顔にはヒビがはいっていて、奥歯まで見えている。
そんなラドルは空中で笑いだした。
「良いねぇ! 最高だよお前! これなら本気を出してもいいよな?」
「はぁ……。めんどくさいから、はじめから出せば良いのに……」
「それだと戦いの醍醐味が無くなるだろ? 戦いってのはなぁ「話長い? なら、私聞きたくないんだけど?」……ちっ、はぁ……」
頭をボリボリと掻いてため息をもらした。
「まぁ、いっか……。しっかり見とけ……。これが俺の本気……。【操衝波・風神纒】」
ラドルの身体から、まるで台風かのような風が吹き荒れる。普通の人なら飛ばされている。

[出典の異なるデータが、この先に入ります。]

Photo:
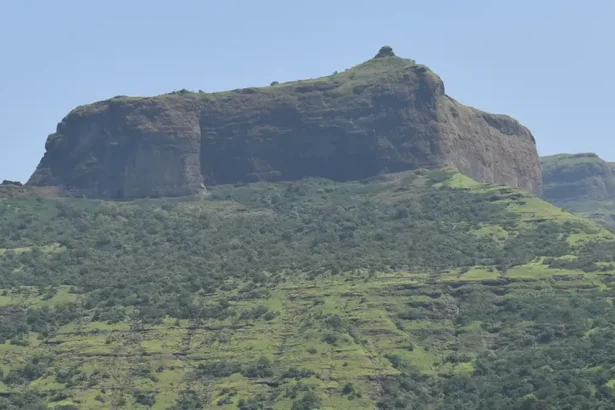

だが、朱子は普通の部類には入らない。むしろ化け物の部類に入る。
「で……? この風がなに? 強くなったの?」
「それはてめーの目で確かめて見ろよ!」
ラドルは空中を飛ぶように一気に加速する。そして、朱子を殴ろうと拳を突き出す。
それを軽く避けた朱子はラドルの顔面にカウンターをいれる。
朱子の拳のカウンターはラドルに届くかと思われたが、急に弾かれた。
ラドルは少し動揺した朱子の脇腹に、容赦ない風を纏わせた蹴りを放つ。
「おらっ!!」
「──ぐっ」
声にならない声をあげて、落下して地面に叩きつけられた。
朱子の周りは陥没して、その威力の高さがうかがわれた。
「おいおい! 今ので終わりかよ? 以外とたわいもないな! 冥土の土産に教えてやろうか? どうして届かなかったか?」
「いや、いらない……。どうせ……風を常に纏わせて、攻撃を受けた場所に一点集中させて弾いただけでしょ?」
そう言ってむくりと起き上がり、身体に付いた埃を払う。
多少はダメージがあったみたいだが、なんともなさそうだった。
「ちっ、正解だ……。まぁ、正解したところで、俺のこの──絶対防御は破れないけどな?」
「──は? 絶対防御? 馬鹿も休み休み言いなよ。そんなのは絶対とは言わない」
「いちいちムカつくなてめーは……! じゃあ、てめーはこの絶対防御破れんのかよ! ああん!?」
「はぁ……当たり前じゃん。これから一方的にやらせてもらうから覚悟しておけよゴミクズ。鬼丸流 漆ノ型【十分ノ七】」
◇◇◇◇◇◇
ラドルと朱子が激戦を繰り広げている最中、真宵達は天井が無くなった殺人機対策室で、のんびりとしていた。
「あの子強いわね」
「はい、強いですよ」
「私とどっちが強いかしらね?」
「互角くらいじゃないですか? シェリルが本気を出せばの話ですが」
シェリルは本気を出したことがない。出す前にだいたいの奴は殺してしまうからだ。
本気を出せるとすれば、朱子か真宵と戦う時くらいだろう。
まぁ、戦いを望んでいない彼女にとってはどうでもいいことだが。
「ところで」
「何かしら?」
「外神さんって何処にいきました?」
「確かにいないわね」
「これから美女とデートするので、帰って行きましたよ」
真宵の疑問に答える天草。
惣助がいないことに、今頃になって気付いた真宵とシェリル。
それもそのはず、惣助はめんどくさがって、天草にしか声をかけずに帰った。
「そうですか」
「あっ、それと……あの殺人機に部屋の弁償代請求しとけって言っていましたよ?」
「そういえば、天井壊されましたね。このぐらいの破損だったら、私がお金を出すから大丈夫ですよ?」
「流石は皇財閥のご令嬢ですね……」
この建物ぐらいなら、余裕で何回でも造り直すことも可能だろう。
朱子達が壊した建物や道路も、真宵は自分のお小遣いから出すつもりでいる。